Summary
The existing agro-system in the Sehoul region which has many positive effects, in social and environmental terms, can be rather inefficient; the economic income from this association grains/breeding is irregular. The annual production is less than 15q/ha and the income under the severe dry climatic conditions of some years is not sufficient to maintain a sustainable equilibrium. As the possibilities for diversification of the production are limited to some great farmers and as the development of breeding is exposed to risks, the adoption of other activities and emigration seem to represent now the unique options for small farmers to respond to the scarcity of their income.
For all these reasons, the Sehoul environment is characterized by soil erosion and land degradation. But, because of poverty and the absence of traditions of the resources protection, this has not lead to investment in adaptive management strategies. There are, however, several measures, like crop rotation, mobile breeding, ploughing along the contours which signify the will to restore soil fertility and reduce soil degradation. But the indicators of degradation are much more important than those of conservation.
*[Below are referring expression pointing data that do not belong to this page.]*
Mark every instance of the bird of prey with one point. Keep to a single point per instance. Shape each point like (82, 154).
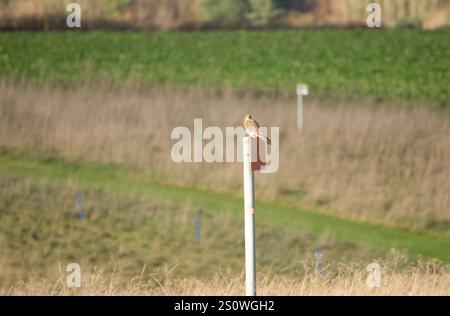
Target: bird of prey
(252, 128)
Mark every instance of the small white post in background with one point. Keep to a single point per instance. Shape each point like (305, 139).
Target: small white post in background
(302, 90)
(249, 199)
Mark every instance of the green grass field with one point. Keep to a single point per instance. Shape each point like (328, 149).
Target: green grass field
(412, 65)
(278, 223)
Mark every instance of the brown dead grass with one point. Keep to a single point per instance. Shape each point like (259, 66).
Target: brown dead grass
(427, 279)
(374, 161)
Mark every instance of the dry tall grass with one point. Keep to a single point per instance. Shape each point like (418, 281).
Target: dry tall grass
(425, 280)
(380, 162)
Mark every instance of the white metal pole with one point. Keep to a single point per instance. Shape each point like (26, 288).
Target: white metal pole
(300, 111)
(249, 199)
(302, 90)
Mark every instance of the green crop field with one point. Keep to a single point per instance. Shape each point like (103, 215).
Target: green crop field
(406, 64)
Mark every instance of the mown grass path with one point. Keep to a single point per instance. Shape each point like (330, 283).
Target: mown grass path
(122, 181)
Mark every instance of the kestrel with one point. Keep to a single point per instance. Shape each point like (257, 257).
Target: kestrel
(252, 127)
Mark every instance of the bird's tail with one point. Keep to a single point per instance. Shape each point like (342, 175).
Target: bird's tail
(265, 139)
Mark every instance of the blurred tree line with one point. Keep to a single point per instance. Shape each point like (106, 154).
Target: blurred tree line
(198, 14)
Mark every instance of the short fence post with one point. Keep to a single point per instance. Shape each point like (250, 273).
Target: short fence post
(249, 199)
(319, 264)
(198, 226)
(80, 205)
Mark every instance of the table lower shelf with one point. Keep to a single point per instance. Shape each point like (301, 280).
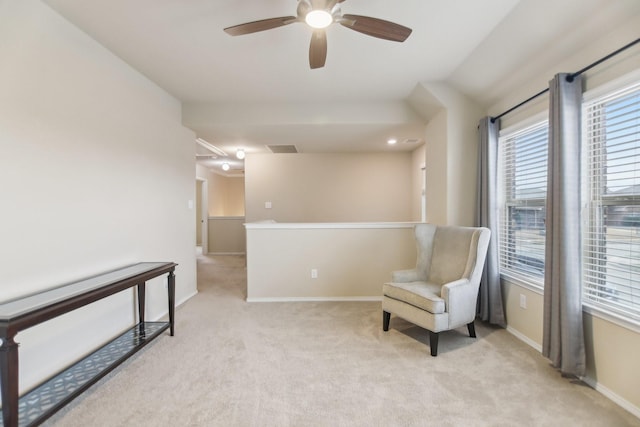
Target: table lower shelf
(43, 401)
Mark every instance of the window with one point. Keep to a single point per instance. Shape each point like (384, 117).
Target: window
(611, 231)
(523, 188)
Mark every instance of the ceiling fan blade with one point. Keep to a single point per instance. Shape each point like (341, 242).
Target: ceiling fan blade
(262, 25)
(376, 27)
(318, 49)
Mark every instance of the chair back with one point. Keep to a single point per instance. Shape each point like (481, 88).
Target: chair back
(448, 253)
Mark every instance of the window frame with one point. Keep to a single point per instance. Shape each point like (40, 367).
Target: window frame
(590, 305)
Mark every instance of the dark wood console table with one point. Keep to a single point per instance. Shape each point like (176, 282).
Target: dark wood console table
(40, 403)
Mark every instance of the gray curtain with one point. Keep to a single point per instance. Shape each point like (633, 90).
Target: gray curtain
(490, 307)
(563, 338)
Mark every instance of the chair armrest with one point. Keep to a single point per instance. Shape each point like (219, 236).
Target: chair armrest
(405, 276)
(460, 301)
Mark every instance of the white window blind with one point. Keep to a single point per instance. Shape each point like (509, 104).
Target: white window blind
(523, 187)
(611, 234)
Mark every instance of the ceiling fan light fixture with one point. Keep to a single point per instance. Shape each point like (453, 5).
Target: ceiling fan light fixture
(318, 19)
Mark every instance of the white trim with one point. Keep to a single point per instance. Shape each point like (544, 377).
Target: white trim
(315, 299)
(227, 253)
(612, 396)
(326, 225)
(224, 217)
(616, 319)
(524, 338)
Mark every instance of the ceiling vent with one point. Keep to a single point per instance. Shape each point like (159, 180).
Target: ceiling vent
(277, 149)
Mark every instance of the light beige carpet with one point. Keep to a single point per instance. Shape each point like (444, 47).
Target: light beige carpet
(234, 363)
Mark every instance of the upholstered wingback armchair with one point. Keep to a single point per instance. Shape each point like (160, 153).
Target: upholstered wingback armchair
(440, 294)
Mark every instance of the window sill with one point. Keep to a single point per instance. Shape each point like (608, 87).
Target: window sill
(611, 317)
(527, 284)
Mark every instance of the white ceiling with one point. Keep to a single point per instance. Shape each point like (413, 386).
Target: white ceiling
(255, 90)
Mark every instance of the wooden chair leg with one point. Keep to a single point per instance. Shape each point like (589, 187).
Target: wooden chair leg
(385, 320)
(433, 342)
(472, 329)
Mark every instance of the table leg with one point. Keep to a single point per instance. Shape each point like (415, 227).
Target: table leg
(141, 305)
(171, 289)
(9, 378)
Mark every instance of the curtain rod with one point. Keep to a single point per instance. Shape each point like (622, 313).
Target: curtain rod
(570, 78)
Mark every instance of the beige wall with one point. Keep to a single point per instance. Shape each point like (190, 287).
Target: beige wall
(198, 212)
(352, 260)
(418, 158)
(612, 349)
(226, 195)
(436, 169)
(96, 172)
(452, 153)
(227, 235)
(329, 187)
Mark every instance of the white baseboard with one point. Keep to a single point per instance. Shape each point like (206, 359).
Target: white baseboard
(313, 299)
(613, 396)
(588, 380)
(226, 253)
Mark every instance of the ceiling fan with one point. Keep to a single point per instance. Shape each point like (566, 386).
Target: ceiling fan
(319, 14)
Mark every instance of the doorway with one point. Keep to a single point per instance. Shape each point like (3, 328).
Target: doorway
(202, 216)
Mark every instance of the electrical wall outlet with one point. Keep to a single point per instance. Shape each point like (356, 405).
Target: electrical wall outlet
(523, 301)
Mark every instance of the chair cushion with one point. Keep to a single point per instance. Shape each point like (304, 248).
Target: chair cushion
(423, 295)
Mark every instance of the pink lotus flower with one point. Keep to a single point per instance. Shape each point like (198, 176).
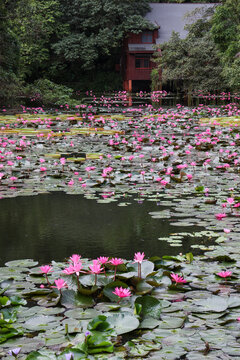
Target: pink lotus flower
(75, 258)
(96, 269)
(122, 292)
(73, 269)
(220, 216)
(225, 274)
(178, 279)
(138, 257)
(14, 352)
(103, 259)
(115, 262)
(71, 182)
(60, 284)
(45, 269)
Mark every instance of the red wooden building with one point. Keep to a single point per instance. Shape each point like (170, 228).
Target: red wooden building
(136, 64)
(136, 61)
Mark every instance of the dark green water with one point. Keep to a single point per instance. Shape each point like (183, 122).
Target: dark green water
(54, 226)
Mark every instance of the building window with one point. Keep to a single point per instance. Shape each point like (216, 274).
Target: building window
(142, 62)
(147, 37)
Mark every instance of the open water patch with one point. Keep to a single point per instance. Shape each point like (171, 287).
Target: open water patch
(56, 225)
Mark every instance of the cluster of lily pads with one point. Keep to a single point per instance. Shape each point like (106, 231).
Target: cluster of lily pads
(171, 307)
(185, 159)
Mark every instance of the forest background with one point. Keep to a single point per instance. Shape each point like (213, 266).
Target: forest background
(49, 49)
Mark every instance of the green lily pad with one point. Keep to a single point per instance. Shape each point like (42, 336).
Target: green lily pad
(123, 323)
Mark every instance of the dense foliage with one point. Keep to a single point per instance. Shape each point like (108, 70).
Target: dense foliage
(78, 43)
(207, 58)
(60, 41)
(226, 34)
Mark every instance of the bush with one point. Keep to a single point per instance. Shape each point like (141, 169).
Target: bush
(50, 93)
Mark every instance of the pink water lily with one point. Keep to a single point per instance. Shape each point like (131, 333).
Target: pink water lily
(122, 292)
(225, 274)
(96, 269)
(138, 257)
(115, 262)
(103, 260)
(75, 258)
(60, 284)
(45, 269)
(178, 279)
(220, 216)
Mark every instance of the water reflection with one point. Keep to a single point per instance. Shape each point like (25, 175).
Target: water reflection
(54, 226)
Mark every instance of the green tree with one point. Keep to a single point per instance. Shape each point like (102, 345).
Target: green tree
(38, 26)
(9, 54)
(192, 63)
(226, 34)
(97, 28)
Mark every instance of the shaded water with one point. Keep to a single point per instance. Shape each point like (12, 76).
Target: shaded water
(54, 226)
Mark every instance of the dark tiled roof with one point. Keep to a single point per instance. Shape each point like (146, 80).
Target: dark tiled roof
(172, 17)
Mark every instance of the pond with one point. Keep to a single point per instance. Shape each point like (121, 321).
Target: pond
(56, 225)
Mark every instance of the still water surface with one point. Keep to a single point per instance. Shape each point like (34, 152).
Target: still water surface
(54, 226)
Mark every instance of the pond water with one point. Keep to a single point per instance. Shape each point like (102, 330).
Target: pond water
(56, 225)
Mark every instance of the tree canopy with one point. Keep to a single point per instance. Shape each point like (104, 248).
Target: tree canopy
(194, 63)
(225, 31)
(97, 27)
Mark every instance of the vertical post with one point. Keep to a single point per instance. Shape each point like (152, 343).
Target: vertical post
(130, 85)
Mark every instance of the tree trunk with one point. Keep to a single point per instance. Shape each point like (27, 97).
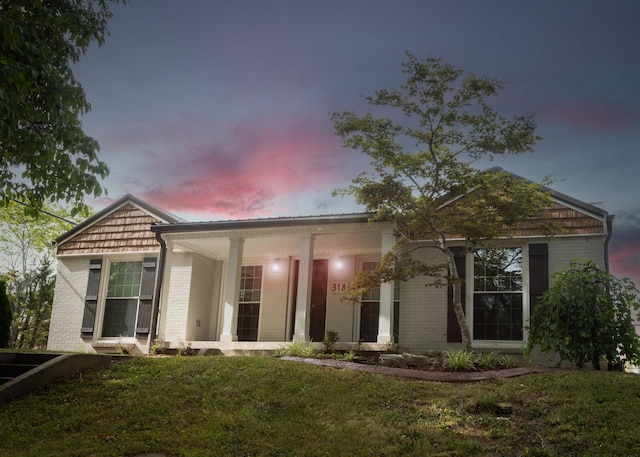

During the WB3 process 8 of the presented options were classified on the basis of 12 criteria, economic (cost of production and of implementation of SWC technology, agricultural yield, animal production, general income), ecological (recharge of the groundwater, density of the plants and soil cover, fertilization, reduction of the soil loss), and socio‐cultural (social cohesion, organization of the population, job creation, valuation of the land, reduction in the working hours and time availability for other activities).
The farmers' choice was for the conservation of the current system based on cereals and grazing, to add a minimum of innovations, and to minimize the effort necessary to implement these innovations. They gave privilege to the solution of grass strips, because cereals will remain dominant between these strips and because the latter will serve as a fodder complement.
Based on the choice for the techniques recommended by the workshop, and the feasibility of implementation the following 3 techniques are tested:
- Implementation of permanent grass strips between annual cultivations
- Improve of the land cover in autumn, before the first rains, in cereal fields, by the conservation of mulch and the choice for minimum tillage. This choice follows the desire of farmers to continue on cereal system and our will to prove that it is possible to conserve the soil on quite steep slopes devoted to annual cultivations by the introduction of some small innovations.
- Protection of slopes affected by gullies and rills by the plantation of fodder trees like Atriplex. The choice can be explained by the will to demonstrate that the grazing areas can be more productive and at the same time less eroded if the soil cover is improved.